Search code examples
cachingrateperf

Linux perf command for cache references


I want to measure cache miss rate of my code. We can use perf list to show supported the events. My desktop has a Intel(R) Core(TM) i5-2400 CPU @ 3.10GHz processor, the perf list contains cache-refrences, and cache-misses, like this:

  cpu-cycles OR cycles                               [Hardware event]
  stalled-cycles-frontend OR idle-cycles-frontend    [Hardware event]
  stalled-cycles-backend OR idle-cycles-backend      [Hardware event]
  instructions                                       [Hardware event]
  cache-references                                   [Hardware event]
  cache-misses                                       [Hardware event]
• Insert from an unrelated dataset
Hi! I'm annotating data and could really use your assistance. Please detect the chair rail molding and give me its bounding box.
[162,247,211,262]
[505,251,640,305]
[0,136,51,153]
I think cache-misses is mapped to hardware event LLC-misses according to the Intel architectures software developer's manual (I confirm this by comparing perf stat -e r412e and perf stat -e cache-misses, they given almost identical result). But how is cache-references counted? I didn't find a event or way to get total cache references using existing hardware events. So I'm wondering if this cache-references is accurate on my computer?


Solution

  • On Intel, I don't think perf is providing an event to measure total cache references because such event doesn't exist at hardware level. You should be able to compute this information yourself using hardware cache event reported by perf list:

    L1-dcache-loads                                    [Hardware cache event]
    L1-dcache-load-misses                              [Hardware cache event]
    L1-dcache-stores                                   [Hardware cache event]
    L1-dcache-store-misses                             [Hardware cache event]
    L1-dcache-prefetches                               [Hardware cache event]
    L1-dcache-prefetch-misses                          [Hardware cache event]
    L1-icache-loads                                    [Hardware cache event]
    L1-icache-load-misses                              [Hardware cache event]
    L1-icache-prefetches                               [Hardware cache event]
    L1-icache-prefetch-misses                          [Hardware cache event]
    LLC-loads                                          [Hardware cache event]
    LLC-load-misses                                    [Hardware cache event]
    LLC-stores                                         [Hardware cache event]
    LLC-store-misses                                   [Hardware cache event]
    LLC-prefetches                                     [Hardware cache event]
    LLC-prefetch-misses                                [Hardware cache event]
    

    Events not tagged with -misses represent the number of references in the associated cache.

    Note: this previous question and this man page about perf_event_open (used internally by perf) may help.